Here is a question about the details happening during system call.
However, one thing surprises me that the TSS maintains different stacks for different priviliges. That is, codes running in user mode and system mode are using different stack context.
Since system call is actually a function call, why couldn’t we just reuse the user stack and just create a new stack frame for that?
Advertisement
Answer
System calls and function calls are two completely different things. Kernel space and user space are two separate worlds, and you want to keep them separate as much as possible, both for simplicity and for security. Kernel operations must be transparent to user programs, and kernel data must remain visible to the kernel only. A syscall is not just a function call, the work done by the kernel needs to stay invisible to the user program.
The simplest reason for using separate stacks is that they actually belong to two different programs: one is the user space program, the other is the operating system. These stacks have different sizes and offsets, and therefore are much simpler to be managed separately. Imagine what would happen if the user program were to make a syscall in a leaf function that has exhausted all the available stack: the kernel would either fail to execute it and crash, or it would have to detect this and avoid crashing by allocating more space on top of the current stack. This is much more complicated than keeping the two stacks separate, and it would be harder to keep it transparent to the user program (that is, unless you then revert those changes, which is complicating the situation even more).
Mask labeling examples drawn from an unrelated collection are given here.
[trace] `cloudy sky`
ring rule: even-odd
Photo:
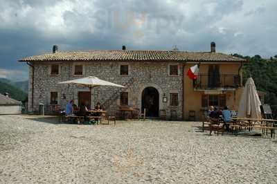
[[[0,77],[28,78],[18,59],[120,49],[277,55],[276,0],[0,0]]]

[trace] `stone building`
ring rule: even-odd
[[[21,102],[10,98],[8,93],[0,93],[0,115],[21,113]]]
[[[199,62],[200,66],[242,64],[244,61],[215,50],[128,50],[123,46],[118,50],[61,52],[54,46],[51,53],[19,62],[30,66],[30,111],[39,111],[39,103],[46,105],[46,111],[64,108],[66,103],[73,99],[76,104],[84,101],[91,107],[100,102],[110,114],[115,114],[119,106],[129,106],[141,110],[146,108],[150,117],[159,117],[161,111],[165,111],[168,118],[184,119],[188,118],[188,106],[193,98],[186,93],[186,88],[190,90],[192,86],[186,76],[189,66]],[[240,71],[236,74],[241,77]],[[87,76],[126,88],[97,87],[90,93],[85,87],[57,84]]]

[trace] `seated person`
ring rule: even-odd
[[[218,122],[219,113],[216,107],[214,107],[213,110],[211,111],[209,116],[211,122]]]
[[[94,109],[96,110],[96,111],[102,111],[102,107],[101,107],[101,105],[100,105],[100,102],[97,102],[96,103],[96,106],[95,107]],[[94,116],[100,116],[101,114],[102,113],[100,112],[96,112],[96,113],[94,113]],[[96,121],[99,121],[99,118],[95,118],[95,120]]]
[[[232,121],[231,113],[228,107],[225,107],[224,109],[222,111],[223,119],[224,122],[229,122]]]
[[[231,112],[229,109],[228,109],[228,107],[225,107],[224,109],[222,111],[223,115],[223,120],[224,122],[224,126],[227,131],[229,130],[229,125],[226,124],[226,122],[229,122],[232,121],[232,116]]]
[[[65,110],[66,115],[69,116],[69,115],[71,115],[73,113],[73,106],[72,106],[73,103],[73,100],[71,100],[69,101],[69,102],[68,102],[66,104],[66,110]]]
[[[96,111],[101,111],[102,110],[102,107],[101,105],[100,104],[100,102],[97,102],[96,106],[94,108]]]

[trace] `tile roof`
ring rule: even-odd
[[[20,105],[21,102],[0,93],[0,105]]]
[[[231,55],[211,52],[173,50],[88,50],[47,53],[23,58],[19,62],[35,61],[195,61],[245,62]]]

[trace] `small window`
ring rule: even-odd
[[[208,95],[202,95],[202,107],[207,107],[208,104]]]
[[[218,95],[208,95],[208,105],[218,107],[219,105]]]
[[[74,75],[82,75],[82,65],[75,65]]]
[[[51,65],[51,75],[58,75],[59,74],[59,65],[53,64]]]
[[[50,104],[57,104],[57,92],[51,92]]]
[[[128,92],[120,93],[120,105],[123,106],[128,105]]]
[[[170,75],[178,75],[178,65],[170,65],[169,74]]]
[[[129,66],[120,65],[120,75],[128,75],[128,74],[129,74]]]
[[[220,95],[220,107],[224,107],[226,106],[226,95]]]
[[[177,107],[178,102],[178,93],[170,93],[170,106]]]

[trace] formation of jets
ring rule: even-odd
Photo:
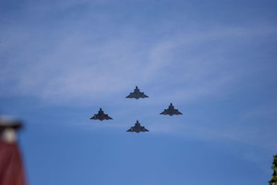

In addition to the above, treating a syscall like a simple function call, thus making the kernel use the same stack as the calling program, would leave a lot of kernel data on the stack of the program (basically every single local variable used by kernel functions while processing the syscall). This is a side effect that should not happen, as it would expose a lot of kernel data and addresses to userspace, which is also a security problem. If the kernel were to use the same stack as the user program that issued the syscall, every single kernel function would need to “clean out” all the local variables used before returning (and even clean out the saved return addresses on the stack), which would make the entire operating system a lot slower, and would also still not be transparent to the user program.